I am part Cherokee and half Japanese. I grew up between Florida and Tokyo, in houses where suitcases were never far away. Early on, I learned how to read rooms, how to adjust my posture and tone, how to sense what was being asked without anyone saying it. I learned how quickly “different” becomes something you have to account for, and how a space can tell you, without words, whether you are meant to take up room or step aside.
For over three generations, my family has run ‘Sentō’ — the neighborhood public bathhouses of Japan. I grew up in places where shoes are lined at the door, where steam rises from tile floors at dusk, where strangers sit shoulder to shoulder in warm water and no one needs to explain themselves. Attentiveness was not a concept. It lived in how towels were folded and how water was offered.

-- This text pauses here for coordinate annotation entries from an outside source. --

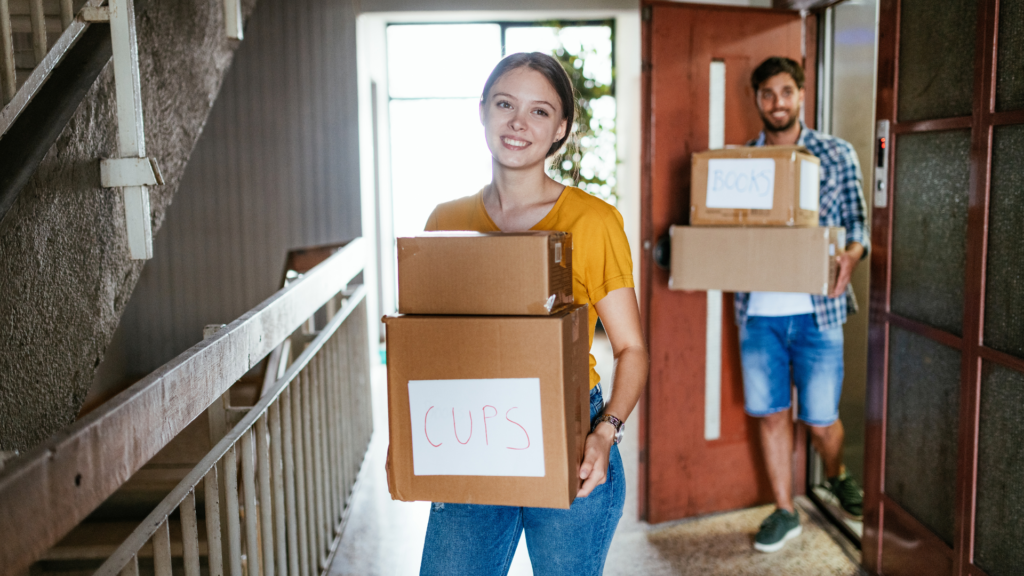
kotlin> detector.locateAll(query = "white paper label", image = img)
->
[409,378,544,477]
[800,160,820,212]
[707,158,775,210]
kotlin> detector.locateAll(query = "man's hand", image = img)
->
[577,422,615,498]
[828,242,864,298]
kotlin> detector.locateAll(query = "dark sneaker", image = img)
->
[828,470,864,520]
[754,508,803,552]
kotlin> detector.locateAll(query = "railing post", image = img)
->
[256,414,274,576]
[203,462,224,576]
[281,382,306,575]
[60,0,75,30]
[0,0,17,101]
[29,0,49,64]
[110,0,153,260]
[270,401,288,576]
[178,492,202,576]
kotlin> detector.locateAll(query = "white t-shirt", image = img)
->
[746,292,814,316]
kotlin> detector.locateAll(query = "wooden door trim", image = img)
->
[637,0,657,520]
[860,0,899,574]
[953,0,998,574]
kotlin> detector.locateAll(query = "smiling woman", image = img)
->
[383,22,616,237]
[407,48,648,575]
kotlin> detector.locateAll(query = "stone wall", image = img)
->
[0,0,255,451]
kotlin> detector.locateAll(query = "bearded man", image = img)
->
[735,57,869,552]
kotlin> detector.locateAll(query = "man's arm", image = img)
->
[828,145,870,298]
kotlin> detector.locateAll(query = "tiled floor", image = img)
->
[330,335,861,576]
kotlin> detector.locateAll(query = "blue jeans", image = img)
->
[420,385,626,576]
[739,314,843,426]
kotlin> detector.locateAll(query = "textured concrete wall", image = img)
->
[0,0,255,451]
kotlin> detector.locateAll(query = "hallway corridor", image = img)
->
[330,331,862,576]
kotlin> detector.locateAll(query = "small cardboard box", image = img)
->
[398,232,572,316]
[690,146,821,227]
[384,305,590,508]
[669,227,846,295]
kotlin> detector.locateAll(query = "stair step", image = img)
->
[10,14,63,38]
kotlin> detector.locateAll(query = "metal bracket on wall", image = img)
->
[99,158,164,188]
[79,0,155,260]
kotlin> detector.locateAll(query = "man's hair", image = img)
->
[751,56,804,92]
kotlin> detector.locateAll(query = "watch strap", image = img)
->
[590,414,623,444]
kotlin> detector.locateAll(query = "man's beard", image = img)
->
[758,109,800,132]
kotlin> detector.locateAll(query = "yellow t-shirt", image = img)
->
[426,187,633,388]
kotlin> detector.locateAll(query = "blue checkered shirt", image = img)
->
[736,122,870,330]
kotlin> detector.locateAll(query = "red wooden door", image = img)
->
[640,0,815,523]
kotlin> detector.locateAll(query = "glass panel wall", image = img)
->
[892,130,971,336]
[897,0,978,122]
[985,123,1024,358]
[884,327,961,545]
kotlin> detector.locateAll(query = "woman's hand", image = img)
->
[577,422,615,498]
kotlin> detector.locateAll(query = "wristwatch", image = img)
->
[590,414,626,444]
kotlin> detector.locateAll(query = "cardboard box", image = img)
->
[669,227,846,295]
[398,232,572,316]
[384,305,590,508]
[690,146,821,227]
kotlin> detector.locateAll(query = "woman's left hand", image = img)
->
[577,423,615,498]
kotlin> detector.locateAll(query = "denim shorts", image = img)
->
[420,384,626,576]
[739,314,843,426]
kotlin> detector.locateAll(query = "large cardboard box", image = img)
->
[384,305,590,508]
[398,232,572,316]
[690,146,821,227]
[669,227,846,295]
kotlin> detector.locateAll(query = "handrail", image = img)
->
[0,234,367,575]
[95,285,367,576]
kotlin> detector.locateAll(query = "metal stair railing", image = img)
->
[0,0,243,259]
[0,239,372,576]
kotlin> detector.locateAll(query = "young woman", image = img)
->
[421,52,648,576]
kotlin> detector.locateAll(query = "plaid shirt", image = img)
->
[735,122,870,330]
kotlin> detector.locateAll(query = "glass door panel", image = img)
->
[885,327,961,545]
[974,363,1024,576]
[897,0,978,122]
[985,124,1024,358]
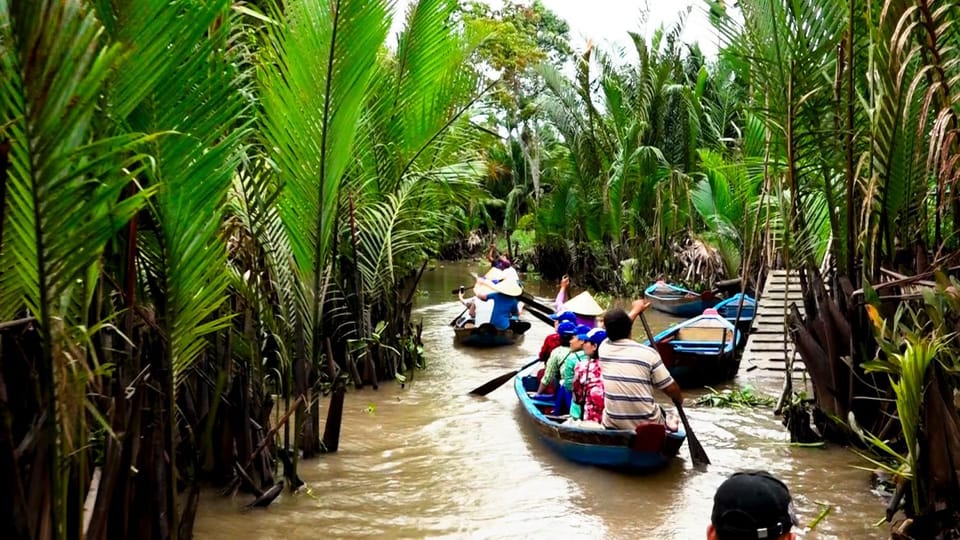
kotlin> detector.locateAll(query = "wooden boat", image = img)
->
[644,280,716,317]
[453,320,530,347]
[644,309,740,388]
[514,362,686,472]
[713,293,757,345]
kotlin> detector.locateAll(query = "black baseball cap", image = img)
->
[710,471,797,539]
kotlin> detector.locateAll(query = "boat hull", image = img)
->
[514,364,686,472]
[453,321,530,348]
[644,310,741,388]
[644,283,716,317]
[714,293,757,346]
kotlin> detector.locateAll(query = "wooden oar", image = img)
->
[470,358,540,396]
[447,306,470,326]
[640,312,710,465]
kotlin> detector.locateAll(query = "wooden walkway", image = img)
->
[740,270,804,378]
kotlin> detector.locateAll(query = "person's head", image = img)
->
[549,311,577,328]
[557,321,577,347]
[603,308,633,341]
[583,328,607,358]
[570,324,590,351]
[707,471,796,540]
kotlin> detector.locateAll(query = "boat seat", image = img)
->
[676,326,733,343]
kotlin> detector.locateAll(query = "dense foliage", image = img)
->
[0,0,960,538]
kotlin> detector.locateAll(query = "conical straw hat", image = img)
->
[473,268,523,296]
[563,291,604,316]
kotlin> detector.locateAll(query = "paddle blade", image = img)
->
[677,404,710,465]
[470,369,520,396]
[470,358,540,396]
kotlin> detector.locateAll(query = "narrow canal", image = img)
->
[195,264,888,540]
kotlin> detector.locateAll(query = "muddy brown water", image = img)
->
[195,264,887,540]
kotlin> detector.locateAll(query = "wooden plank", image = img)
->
[741,270,804,377]
[744,335,793,350]
[744,340,793,354]
[742,350,787,362]
[750,364,805,376]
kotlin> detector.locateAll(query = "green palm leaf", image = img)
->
[260,0,390,360]
[116,0,246,385]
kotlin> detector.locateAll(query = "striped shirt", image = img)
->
[600,339,673,429]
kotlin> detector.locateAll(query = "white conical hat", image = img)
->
[563,291,604,316]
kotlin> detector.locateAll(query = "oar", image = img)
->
[640,312,710,465]
[447,306,470,326]
[470,358,540,396]
[447,285,470,326]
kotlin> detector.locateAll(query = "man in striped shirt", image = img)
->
[600,300,683,431]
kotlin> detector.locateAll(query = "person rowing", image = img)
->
[473,268,523,330]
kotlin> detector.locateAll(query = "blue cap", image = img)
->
[580,328,607,345]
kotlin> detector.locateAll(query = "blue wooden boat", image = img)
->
[713,293,757,345]
[644,309,740,388]
[453,320,530,347]
[514,362,687,472]
[644,280,716,317]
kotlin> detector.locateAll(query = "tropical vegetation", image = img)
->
[0,0,960,538]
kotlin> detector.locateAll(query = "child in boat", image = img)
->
[537,321,577,400]
[553,324,590,415]
[570,328,607,424]
[537,311,577,394]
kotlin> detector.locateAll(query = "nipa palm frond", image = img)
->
[260,0,390,359]
[118,0,247,385]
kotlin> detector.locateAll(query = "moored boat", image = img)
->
[713,293,757,345]
[644,280,716,317]
[514,362,686,472]
[644,309,740,388]
[453,320,530,347]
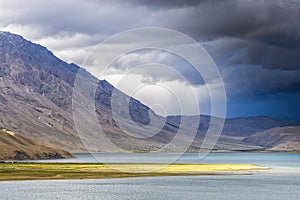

My uncle was a Kendo master. Under his guidance I learned to bow before speaking — to wait — to let a room settle before I engaged in it. Discipline was quiet. Presence mattered more than display.
As a young adult, my life centered on movement. I became a Broadway dancer and toured across the United States, Canada and Brazil. Dance gave me a way to speak without explaining. Later in New York and Los Angeles, I carried that same rigor into my work in media, technology, and finance. From the outside, everything was going well. But on the inside, something within me began asking for a different pace.
Self-inquiry entered my life out of necessity. After leaving my career, relocating to Germany and learning to live inside a new language and family, the ways I had always relied on no longer held. That’s when I found ‘The Work of Byron Katie’ and it offered a place where I did not have to perform or translate myself.
Now, I am a certified facilitator and a member of VTW, the German association for ‘The Work’. I am also a Birdie Ambassador for the Nightbirde Foundation. These are not titles I stand on, but places I practice from.
Today, I live in Germany with my husband, within a family that stretches across the Americas, Germany, and Japan. These lands now feel like rooms in the same house. Moving between cultures is not something I do occasionally — it is how I live.
I know what it is to step into a room and pause — wondering how to be. I also know the relief of not having to perform.
That is how I walk with women, now. I am at ease in first steps, pauses, edges, and those crossings that feel unfamiliar. I walk alongside, especially when the ground is new.
This is what I bring to our journey — from the first bow to the last ‘onsen soak’ — I share the Japan that shaped me. Ancient and alive in neon, ordered through form, and beauty in small gestures. Even ordinary moments — a train ride, arrangements of flowers, a sip of sake — are treated as crossings. Past and present sit together. You move in-between.